East County Supervisors, candidate for vacant seat split on views over migrant aid
By Miriam Raftery
Photo, left: Migrants in Jacumba Hot Springs in May 2023
October 12, 2023 (San Diego) – By a 3-0 vote, San Diego County Supervisors on Tuesday approved allocating $3 million in federal American Rescue Act funds to aid nonprofit groups that have become overwhelmed by waves of migrants in our region. Agencies through the region’s Rapid Response Network are handling hundreds of asylum seekers daily in recent weeks. The funding will provide immediate aid with a goal of consolidating resources into a proposed migrant center in the future.
An estimated 98% of these migrants have family in the U.S., according to the proposal. But after being processed and screened by Border Patrol agents, many are being dropped off at transit stations without food, water, translation services, or any means of contacting relatives or traveling to reunite with their families.
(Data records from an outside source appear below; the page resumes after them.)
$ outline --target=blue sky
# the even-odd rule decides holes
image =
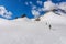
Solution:
[[[0,6],[3,6],[7,10],[12,12],[12,19],[21,16],[23,13],[28,18],[33,18],[31,13],[31,7],[26,6],[25,2],[32,1],[35,6],[37,0],[0,0]],[[43,2],[46,0],[42,0]],[[65,2],[66,0],[52,0],[55,3]],[[40,7],[40,6],[38,6]]]

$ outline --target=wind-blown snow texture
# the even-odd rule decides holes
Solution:
[[[40,19],[0,19],[0,44],[66,44],[66,16],[48,12]]]

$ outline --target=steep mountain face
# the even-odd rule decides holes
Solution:
[[[40,19],[0,19],[0,44],[66,44],[65,16],[48,12]]]

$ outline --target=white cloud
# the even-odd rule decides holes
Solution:
[[[50,0],[44,2],[44,8],[43,8],[44,11],[51,11],[53,9],[56,9],[56,4],[55,3],[53,3]]]
[[[0,15],[7,19],[11,19],[12,12],[0,6]]]
[[[26,4],[26,6],[29,6],[29,3],[28,3],[28,2],[25,2],[25,4]]]
[[[58,8],[66,11],[66,2],[61,2]]]

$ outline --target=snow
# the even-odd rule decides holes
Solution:
[[[65,33],[66,16],[54,12],[41,16],[41,21],[0,19],[0,44],[66,44]]]

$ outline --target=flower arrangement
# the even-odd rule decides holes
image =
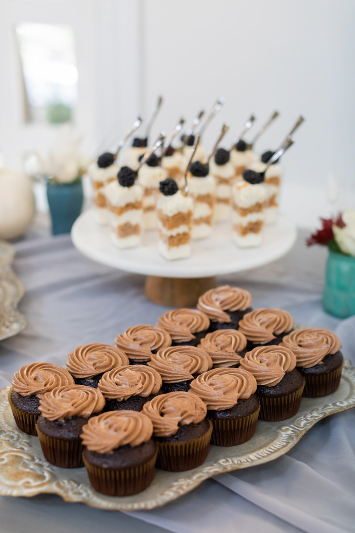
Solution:
[[[307,246],[320,244],[335,253],[355,257],[355,209],[347,209],[334,219],[320,221],[321,229],[309,237]]]

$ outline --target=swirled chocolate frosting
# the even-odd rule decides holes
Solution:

Recently, many migrants have been held temporarily in scorching desert heat in areas such as Jacumba and Boulevard without shade, water or food; community volunteers have stepped up to provide tarps, water, and sandwiches in what ECM reporter Rebecca Person termed “peanut butter diplomacy.” One immigrant called a volunteer offering food “an angel.”
An award-winning ECM report in May led the Southern Border Communities Coalition to file a federal complaint with Homeland Security over alleged mistreatment of migrants in violation of U.S. and international laws.
The use of the federal funds approved by Supervisors, intended as a three-month stopgap measure while the County pushes for more federal money, will be used to help migrants and asylum seekers with translation help, transportation, food, water, hygiene kits, restrooms, access to Wi-Fi and equipment to reach relatives and move beyond San Diego to their destination, while asylum seekers await hearings in immigration court.